Robert Parker Wine Advocate just held the fifth edition of its Matter Of Taste event in Singapore, one of the most prominent wine events of the year. Held at the Regent Singapore, A Four Seasons Hotel’s Royal Pavilion Ballroom, the event celebrated the world’s best wines throughout a series of wine dinners, masterclasses and five hours of unlimited walkabout wine tasting.
Hosting the masterclasses and dinners are visiting wine critics from The Wine Advocate: Joe Czerwinski, who covers Australia, New Zealand, Rhône and the South of France, and Erin Brooks, who covers the state of Oregon, where some of the world’s most interesting Pinot Noirs and Chardonnays are made.
What does a day in the life of a Wine Advocate reviewer look like?
What I love best about working as a reviewer is that every day is different.
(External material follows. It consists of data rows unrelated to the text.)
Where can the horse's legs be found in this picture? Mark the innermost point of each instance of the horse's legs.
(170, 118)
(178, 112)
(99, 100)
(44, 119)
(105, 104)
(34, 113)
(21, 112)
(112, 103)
Some days I spend at my computer, writing articles and tasting notes. Sometimes I taste wines at the Napa office; other days I spend visiting wineries and vineyards and speaking with winemakers. On any given day, I might taste one flight of wines or 10 flights of wines.
What do we need to know about Oregon wines?
Oregon is not Burgundy. I’d like to see writers and sommeliers stop relying on this comparison. Oregon and Burgundy share the same two grape varieties and the same general latitude—beyond that, they’re completely different.
Savvy consumers will be cognizant of the potential for great Chardonnay in Oregon. I was stunned by the quality of the Chardonnays crafted by producers like Bethel Heights, Goodfellow and Walter Scott, among others. It should also come as no surprise that Oregon is an exciting frontier for sparkling wines produced in the traditional method from Pinot Noir and Chardonnay grapes.
The best examples of Pinot Noir and Chardonnay from Oregon have the ability to express many different layers in the same glass: fruit, earth, spice and minerality. Most wines can easily be classified as either earthy or fruity. Oregon wines strike a beautiful balance between both. Some of my favorite producers include Eyrie, Goodfellow, Walter Scott, Bethel Heights, Sequitur and Minimus.
What are some of the trends you have been observing about this wine region?
Grape growers and winemakers in Oregon are beginning to discover their own terroir in more depth, which is beautiful to see. There’s plenty of clonal experimentation going on and a concerted effort to find the most appropriate sites for a given grape or clone, an effort that’s especially apparent with Chardonnay.
I loved learning about the fine wine market and meeting consumers there face-to-face. It’s always fascinating to discover the inner workings of a new fine wine market. Discovering new wines never ceases to be a thrill.